Compound flooding from lake seiche and river flow in a freshwater coastal river

Abstract

Compound impacts on water level caused by seiche and high flow in freshwater coastal rivers can result in extreme flood risks. A seiche is an oscillation in the lake caused by strong wind or rapid change of atmospheric pressure. Seiching and high flow can be statistically dependent, therefore a copula-based joint distribution is used to investigate their compound effects on flooding in a freshwater coastal river. A hydrodynamic model is used to predict inundation areas for developing flood probability maps. This two-fold approach allows the development of a joint probability-based flood map resulting from seiche and high flow. The methodology is applied to the Buffalo River (Buffalo, New York), draining into Lake Erie, which is subject to significant seiching. Results show that seiches can have an impact on flooding and the compounding effects of seiche and high flow can increase the inundation area.
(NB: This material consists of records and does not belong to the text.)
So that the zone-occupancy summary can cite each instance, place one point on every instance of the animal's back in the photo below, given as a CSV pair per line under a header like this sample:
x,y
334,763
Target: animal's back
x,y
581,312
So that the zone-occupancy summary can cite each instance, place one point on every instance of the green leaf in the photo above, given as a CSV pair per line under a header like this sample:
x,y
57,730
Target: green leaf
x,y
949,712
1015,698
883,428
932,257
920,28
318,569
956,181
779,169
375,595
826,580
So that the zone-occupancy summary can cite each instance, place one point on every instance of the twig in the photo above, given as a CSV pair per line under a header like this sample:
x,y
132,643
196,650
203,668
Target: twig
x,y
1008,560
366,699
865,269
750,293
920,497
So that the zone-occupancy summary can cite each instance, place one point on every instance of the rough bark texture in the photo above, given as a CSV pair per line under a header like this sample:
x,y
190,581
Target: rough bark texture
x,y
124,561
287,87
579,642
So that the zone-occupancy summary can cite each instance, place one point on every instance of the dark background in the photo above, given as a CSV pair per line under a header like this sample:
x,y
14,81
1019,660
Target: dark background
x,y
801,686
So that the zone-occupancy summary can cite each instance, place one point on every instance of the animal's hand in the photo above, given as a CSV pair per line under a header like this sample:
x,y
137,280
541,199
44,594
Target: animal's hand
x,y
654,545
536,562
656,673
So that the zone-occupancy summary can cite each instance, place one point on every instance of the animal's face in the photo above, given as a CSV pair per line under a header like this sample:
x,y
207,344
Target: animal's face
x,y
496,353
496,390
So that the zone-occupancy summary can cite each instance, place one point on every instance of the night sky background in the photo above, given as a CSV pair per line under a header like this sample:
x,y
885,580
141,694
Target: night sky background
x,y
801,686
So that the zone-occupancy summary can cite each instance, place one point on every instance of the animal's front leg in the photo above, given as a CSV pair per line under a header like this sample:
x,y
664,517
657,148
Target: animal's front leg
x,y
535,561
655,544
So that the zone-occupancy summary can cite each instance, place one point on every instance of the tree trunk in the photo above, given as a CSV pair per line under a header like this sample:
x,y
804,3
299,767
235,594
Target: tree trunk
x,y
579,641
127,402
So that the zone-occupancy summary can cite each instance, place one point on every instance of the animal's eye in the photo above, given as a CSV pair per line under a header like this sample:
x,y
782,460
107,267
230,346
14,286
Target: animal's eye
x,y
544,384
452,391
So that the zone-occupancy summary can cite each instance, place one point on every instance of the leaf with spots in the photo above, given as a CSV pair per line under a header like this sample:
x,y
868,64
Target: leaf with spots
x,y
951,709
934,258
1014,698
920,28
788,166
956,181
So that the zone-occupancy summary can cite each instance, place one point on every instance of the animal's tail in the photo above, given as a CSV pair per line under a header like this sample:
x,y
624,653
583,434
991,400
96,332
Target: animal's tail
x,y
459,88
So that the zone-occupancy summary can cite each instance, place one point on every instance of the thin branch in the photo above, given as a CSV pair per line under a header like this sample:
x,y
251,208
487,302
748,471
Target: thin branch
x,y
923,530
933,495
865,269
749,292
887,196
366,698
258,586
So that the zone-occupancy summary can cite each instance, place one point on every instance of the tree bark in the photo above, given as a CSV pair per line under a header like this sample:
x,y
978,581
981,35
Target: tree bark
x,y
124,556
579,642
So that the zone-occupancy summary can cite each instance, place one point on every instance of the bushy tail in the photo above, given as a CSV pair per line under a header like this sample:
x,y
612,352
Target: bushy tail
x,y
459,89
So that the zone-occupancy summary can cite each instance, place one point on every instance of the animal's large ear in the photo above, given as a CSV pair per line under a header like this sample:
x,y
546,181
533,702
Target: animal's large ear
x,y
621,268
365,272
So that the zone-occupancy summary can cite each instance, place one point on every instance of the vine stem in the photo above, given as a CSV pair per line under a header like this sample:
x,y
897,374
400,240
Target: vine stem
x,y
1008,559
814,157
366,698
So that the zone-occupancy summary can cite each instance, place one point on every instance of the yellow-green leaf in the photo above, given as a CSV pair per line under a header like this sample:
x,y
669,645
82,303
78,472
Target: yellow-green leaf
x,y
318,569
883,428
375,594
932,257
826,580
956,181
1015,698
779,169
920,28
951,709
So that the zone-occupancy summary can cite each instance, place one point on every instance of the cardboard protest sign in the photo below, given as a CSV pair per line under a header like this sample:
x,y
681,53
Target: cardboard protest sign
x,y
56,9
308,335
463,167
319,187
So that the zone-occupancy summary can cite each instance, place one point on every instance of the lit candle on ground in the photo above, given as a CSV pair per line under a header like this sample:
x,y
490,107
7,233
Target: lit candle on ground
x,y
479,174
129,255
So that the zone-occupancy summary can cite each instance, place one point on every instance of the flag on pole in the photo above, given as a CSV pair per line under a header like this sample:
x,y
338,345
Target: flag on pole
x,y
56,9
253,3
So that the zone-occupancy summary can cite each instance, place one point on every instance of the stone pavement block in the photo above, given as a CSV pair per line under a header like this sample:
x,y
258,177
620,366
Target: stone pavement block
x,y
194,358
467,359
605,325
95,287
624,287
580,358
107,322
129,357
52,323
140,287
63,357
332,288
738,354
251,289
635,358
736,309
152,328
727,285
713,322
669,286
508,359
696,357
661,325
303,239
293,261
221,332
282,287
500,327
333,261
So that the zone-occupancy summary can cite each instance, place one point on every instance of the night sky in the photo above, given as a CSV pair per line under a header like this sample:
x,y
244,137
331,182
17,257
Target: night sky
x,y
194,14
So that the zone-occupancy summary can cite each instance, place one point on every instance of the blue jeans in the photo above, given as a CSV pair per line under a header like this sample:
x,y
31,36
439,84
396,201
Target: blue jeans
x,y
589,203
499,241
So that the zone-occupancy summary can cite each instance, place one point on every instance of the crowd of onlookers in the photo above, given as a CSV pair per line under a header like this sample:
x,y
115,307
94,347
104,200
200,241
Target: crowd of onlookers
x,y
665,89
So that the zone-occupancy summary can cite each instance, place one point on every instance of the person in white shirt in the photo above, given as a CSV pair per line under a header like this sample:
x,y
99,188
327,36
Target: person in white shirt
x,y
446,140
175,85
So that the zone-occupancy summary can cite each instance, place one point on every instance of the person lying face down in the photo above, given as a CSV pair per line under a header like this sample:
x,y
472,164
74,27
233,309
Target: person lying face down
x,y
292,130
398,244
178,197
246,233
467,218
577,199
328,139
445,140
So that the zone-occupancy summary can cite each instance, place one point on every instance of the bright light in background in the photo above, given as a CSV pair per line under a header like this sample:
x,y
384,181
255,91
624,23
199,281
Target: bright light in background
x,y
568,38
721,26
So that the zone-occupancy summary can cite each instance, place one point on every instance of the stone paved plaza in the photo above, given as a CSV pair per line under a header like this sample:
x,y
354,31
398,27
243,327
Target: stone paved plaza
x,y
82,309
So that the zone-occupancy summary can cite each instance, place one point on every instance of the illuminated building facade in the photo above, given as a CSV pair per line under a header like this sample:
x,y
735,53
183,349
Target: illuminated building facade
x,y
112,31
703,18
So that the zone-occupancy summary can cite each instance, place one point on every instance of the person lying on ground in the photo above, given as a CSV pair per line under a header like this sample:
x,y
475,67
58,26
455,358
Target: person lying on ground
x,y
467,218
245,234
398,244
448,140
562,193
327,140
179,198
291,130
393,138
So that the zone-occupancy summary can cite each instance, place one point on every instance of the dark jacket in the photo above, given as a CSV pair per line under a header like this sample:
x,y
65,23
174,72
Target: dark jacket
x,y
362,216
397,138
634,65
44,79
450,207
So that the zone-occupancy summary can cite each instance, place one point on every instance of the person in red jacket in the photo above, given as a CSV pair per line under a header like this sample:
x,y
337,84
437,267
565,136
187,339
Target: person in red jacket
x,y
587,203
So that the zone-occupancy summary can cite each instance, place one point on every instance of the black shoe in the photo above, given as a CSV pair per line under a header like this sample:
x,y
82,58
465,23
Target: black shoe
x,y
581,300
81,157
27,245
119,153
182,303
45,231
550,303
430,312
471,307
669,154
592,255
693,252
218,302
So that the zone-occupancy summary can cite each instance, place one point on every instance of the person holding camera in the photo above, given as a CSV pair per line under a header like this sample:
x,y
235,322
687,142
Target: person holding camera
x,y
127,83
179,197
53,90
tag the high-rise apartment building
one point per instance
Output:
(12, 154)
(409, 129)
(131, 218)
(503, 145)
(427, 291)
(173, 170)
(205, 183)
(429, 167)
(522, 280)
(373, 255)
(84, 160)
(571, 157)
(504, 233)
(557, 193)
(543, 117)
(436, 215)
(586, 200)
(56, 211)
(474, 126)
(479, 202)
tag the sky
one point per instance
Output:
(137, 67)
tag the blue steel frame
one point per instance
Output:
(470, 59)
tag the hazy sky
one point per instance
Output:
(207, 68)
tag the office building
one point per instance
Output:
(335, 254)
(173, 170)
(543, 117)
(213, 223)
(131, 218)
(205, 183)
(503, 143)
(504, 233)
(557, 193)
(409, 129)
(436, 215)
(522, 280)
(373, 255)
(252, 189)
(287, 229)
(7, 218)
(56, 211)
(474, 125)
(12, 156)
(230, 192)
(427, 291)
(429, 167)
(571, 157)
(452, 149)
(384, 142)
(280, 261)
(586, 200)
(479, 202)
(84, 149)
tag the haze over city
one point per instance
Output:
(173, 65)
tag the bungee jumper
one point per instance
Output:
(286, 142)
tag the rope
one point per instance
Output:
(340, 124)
The study also shows that the present Federal Emergency Management Agency (FEMA) 100-year flood scenario for the study site is equivalent to compound 100-year high flow and 10-year seiche, and the 100-year high flow and corresponding most probable water level (slightly larger than the long-term average lake level) is approximately 7 times more likely to occur than the FEMA scenario. The analysis framework can provide insight into the compounding effects of seiche and high flow on inundation, and on the probability of occurrence of such events for overall flood engineering in a freshwater coastal river.